The young Tree-ear regularly hides in the shadow of a paulownia tree, watching in fascination as Min works on his pots. Often, the old man explores new techniques of decoration; each process is described in patient detail. When Tree-ear accidently breaks a pot, he repays Min by working long shifts, chopping and carting wood from the mountain forest for the kiln or digging clay from the river estuary; his only payment is a daily bowl of food, prepared by Ajima, which he carries back to the bridge to share with Crane-man. Much of the satisfaction on offer here is for the reader who enjoys discovering the slow crafting of the pots and the inventive nature of the process. Though Min shows no sign of teaching the boy to pot, despite his desperation to learn, there are moments of revelation for Tree-ear. Suddenly, he realises what it is to see something familiar in a different way. Just as, in the woods, he once felt that his eyes had known a deer with a new understanding, he now learns to see with his hands, finding and feeling a shape in the clay between his fingers.
Then there are Tree-ear’s relationships with Crane-man, Ajima and the gruff old potter himself. Hence that sense of a folk-tale – the older people remain constant, drawn with a few strong characteristics, while young Tree-ear grows through his experiences. Dramatic physical action is limited to events during a journey which Tree-ear makes to the capital city. For the most part Linda Sue Park describes Tree-ear’s development through simple interactions and dialogues. It’s a measure of her skill that these exchanges suggest wise insight, not banality.

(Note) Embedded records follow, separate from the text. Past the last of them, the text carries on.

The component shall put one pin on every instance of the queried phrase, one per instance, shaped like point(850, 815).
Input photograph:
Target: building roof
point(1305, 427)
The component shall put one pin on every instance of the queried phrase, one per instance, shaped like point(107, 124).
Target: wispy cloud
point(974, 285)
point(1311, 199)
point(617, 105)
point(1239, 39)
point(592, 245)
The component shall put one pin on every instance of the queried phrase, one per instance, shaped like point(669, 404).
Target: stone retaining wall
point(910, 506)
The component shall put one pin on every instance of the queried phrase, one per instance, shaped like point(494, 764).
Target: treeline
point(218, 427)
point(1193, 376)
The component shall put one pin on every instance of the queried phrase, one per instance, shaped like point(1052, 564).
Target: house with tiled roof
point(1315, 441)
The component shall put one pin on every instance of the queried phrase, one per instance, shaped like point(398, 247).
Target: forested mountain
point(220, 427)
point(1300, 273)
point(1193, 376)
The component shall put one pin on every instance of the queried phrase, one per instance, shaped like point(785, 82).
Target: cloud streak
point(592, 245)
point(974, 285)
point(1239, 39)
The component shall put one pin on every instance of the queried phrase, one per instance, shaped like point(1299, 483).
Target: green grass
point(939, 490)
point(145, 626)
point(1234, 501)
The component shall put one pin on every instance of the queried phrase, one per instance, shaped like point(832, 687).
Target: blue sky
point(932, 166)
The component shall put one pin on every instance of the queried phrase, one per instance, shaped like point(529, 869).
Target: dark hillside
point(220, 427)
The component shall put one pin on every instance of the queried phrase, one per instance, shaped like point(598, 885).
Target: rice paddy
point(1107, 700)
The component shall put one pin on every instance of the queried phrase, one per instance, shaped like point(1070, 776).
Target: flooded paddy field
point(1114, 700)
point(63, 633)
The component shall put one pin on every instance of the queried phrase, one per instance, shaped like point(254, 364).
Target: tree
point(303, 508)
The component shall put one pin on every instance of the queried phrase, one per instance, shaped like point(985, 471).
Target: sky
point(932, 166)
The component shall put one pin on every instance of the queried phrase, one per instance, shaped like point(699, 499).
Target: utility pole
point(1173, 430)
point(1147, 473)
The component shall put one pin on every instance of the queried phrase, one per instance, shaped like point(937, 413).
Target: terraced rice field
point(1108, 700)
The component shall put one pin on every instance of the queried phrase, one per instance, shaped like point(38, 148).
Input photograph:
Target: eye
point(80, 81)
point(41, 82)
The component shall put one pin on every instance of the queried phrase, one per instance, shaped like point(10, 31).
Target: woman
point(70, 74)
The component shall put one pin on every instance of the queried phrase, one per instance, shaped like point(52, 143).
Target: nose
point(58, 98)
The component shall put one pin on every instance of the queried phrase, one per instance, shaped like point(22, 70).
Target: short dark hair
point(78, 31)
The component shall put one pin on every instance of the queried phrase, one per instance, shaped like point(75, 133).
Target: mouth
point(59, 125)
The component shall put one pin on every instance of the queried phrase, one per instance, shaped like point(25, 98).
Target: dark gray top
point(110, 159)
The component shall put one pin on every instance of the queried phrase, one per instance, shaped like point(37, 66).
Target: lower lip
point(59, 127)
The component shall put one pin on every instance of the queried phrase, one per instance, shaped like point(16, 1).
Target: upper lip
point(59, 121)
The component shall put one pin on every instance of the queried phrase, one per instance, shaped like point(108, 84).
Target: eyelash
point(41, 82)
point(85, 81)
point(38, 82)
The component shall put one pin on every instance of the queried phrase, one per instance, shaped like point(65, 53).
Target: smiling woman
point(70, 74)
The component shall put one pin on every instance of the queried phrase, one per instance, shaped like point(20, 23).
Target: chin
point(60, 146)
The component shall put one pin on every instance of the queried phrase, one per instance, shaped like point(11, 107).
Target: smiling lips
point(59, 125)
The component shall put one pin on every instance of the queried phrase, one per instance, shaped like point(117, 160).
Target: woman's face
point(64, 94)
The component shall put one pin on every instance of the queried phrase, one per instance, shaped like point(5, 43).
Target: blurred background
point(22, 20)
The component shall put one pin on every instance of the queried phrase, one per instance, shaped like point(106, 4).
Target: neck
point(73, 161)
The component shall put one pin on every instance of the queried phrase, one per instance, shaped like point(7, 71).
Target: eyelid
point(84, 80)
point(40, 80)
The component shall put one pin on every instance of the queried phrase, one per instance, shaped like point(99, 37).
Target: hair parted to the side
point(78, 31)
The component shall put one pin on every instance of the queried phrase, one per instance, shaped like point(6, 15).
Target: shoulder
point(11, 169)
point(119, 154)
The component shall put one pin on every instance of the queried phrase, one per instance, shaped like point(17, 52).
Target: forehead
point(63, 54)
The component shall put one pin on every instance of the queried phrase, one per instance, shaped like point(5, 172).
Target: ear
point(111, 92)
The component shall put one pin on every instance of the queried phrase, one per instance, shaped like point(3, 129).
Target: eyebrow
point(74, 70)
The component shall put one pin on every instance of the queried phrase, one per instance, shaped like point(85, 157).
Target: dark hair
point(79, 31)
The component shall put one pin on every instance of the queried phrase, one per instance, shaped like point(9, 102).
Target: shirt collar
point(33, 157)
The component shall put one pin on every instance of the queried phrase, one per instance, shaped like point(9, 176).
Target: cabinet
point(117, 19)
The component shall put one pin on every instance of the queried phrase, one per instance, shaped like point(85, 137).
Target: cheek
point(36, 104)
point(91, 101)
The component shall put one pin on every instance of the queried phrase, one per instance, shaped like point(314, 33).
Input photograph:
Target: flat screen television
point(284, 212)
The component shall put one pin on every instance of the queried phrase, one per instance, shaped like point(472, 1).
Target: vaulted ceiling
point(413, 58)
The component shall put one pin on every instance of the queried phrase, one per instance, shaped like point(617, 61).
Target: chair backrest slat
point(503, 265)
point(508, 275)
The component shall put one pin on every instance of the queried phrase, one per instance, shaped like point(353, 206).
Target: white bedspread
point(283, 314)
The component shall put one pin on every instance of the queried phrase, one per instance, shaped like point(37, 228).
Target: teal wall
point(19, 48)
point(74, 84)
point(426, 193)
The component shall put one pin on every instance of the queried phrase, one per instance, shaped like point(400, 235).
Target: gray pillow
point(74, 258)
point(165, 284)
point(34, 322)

Reflective readers who surrender to the quiet rhythms of the prose and the plot will surely find pleasure both in the crafting of the pots and in the the receptive awareness of Tree-ear as he begins a life absorbed in the potter’s arts. One day, the story implies, this will lead to the making of one of the most famous pieces of Korean celadon ware which, in our own time, is displayed in the Kansong Museum of Art in Seoul, an institution so distinguished that it opens its doors for just two periods of a few weeks each year.